Accounted for as a purchase, the deal would give Rochester, NY-based RGS shareholders the equivalent of $39.50 per stock, payable in cash or in Energy East common stock, which would be a premium of 19.3% on RGS' closing price of $33.10 on Feb. 16. The price would be contingent on Energy East's stock price remaining between $16.57 and $22.41. On Feb. 16, Energy East closed at $19.14.
The combined company would serve an overlapping territory of about 200 miles, with 1.8 million electric customers, 1 million natural gas customers and 200,000 other retail energy customers now served by RGS' Rochester Gas & Electric (RG&E) or Energy East's NYSEG. Annual revenues would be $5 billion, and the company would have $10 billion in assets. As an added bonus, officials said the combination would cut costs for both, with a savings of around $50 million in 2004.
Energy East CEO Wes von Schack, who would remain CEO following the merger, said he thinks that earnings increases for calendar year 2003 will exceed the typical 3% to 5%. "We think we can do better than that," he said, calling RGS the "right partner, at the right time."
Expecting to receive approval from the New York State Public Service Commission and other regulatory agencies within 12 months, von Schack said the companies have already met with state regulators and anticipate no problems. He added that he foresees no federal complications at all.
Nearly two-thirds of NYSEG's customers are covered under long-term contracts and owned generation with the remaining customers' needs hedged through March 2003. RG&E also supplies its customers through its generation portfolio, which includes the Ginna nuclear plant.

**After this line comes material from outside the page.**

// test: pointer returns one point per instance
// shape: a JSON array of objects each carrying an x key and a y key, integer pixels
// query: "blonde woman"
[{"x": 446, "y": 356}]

Answering questions about high natural gas prices, RGS Chairman Tom Richards said the new company would be "fully covered and not significantly dependent on gas." He said that the merger would give the company a "flat load across the year" with no peaking problems. Richards will become executive vice president of Energy East and also hold his current RGS positions.
In response to the merger announcement, Moody's Investor Services placed the long-term credit ratings of Energy East under review for a possible downgrade along with the long-term ratings of its subsidiaries. In its review, Moody's will focus on the additional debt burden resulting from the merger and the resulting call it may generate on the cash flows of the operating subsidiaries.
"Although the combination is in line with Energy East's regional wires and pipes strategy, the company has announced four mergers since 1999 and may still be in the process of integrating those companies," said Moody's. "Also, our review will evaluate Energy East's ability to manage its plans for a share repurchase program while at the same time paying down the debt associated with the transaction and growing its current common stock dividend."
RGS Energy and NYSEG would both be subsidiaries of Energy East when the merger is completed. RG&E would remain a subsidiary of RGS Energy. Last December, RG&E agreed to refund $5.7 million to its gas customers because of overcharges, which it said were based on incorrect gas usage and cost forecasts between Aug. 31, 1999 and Aug. 31, 2000.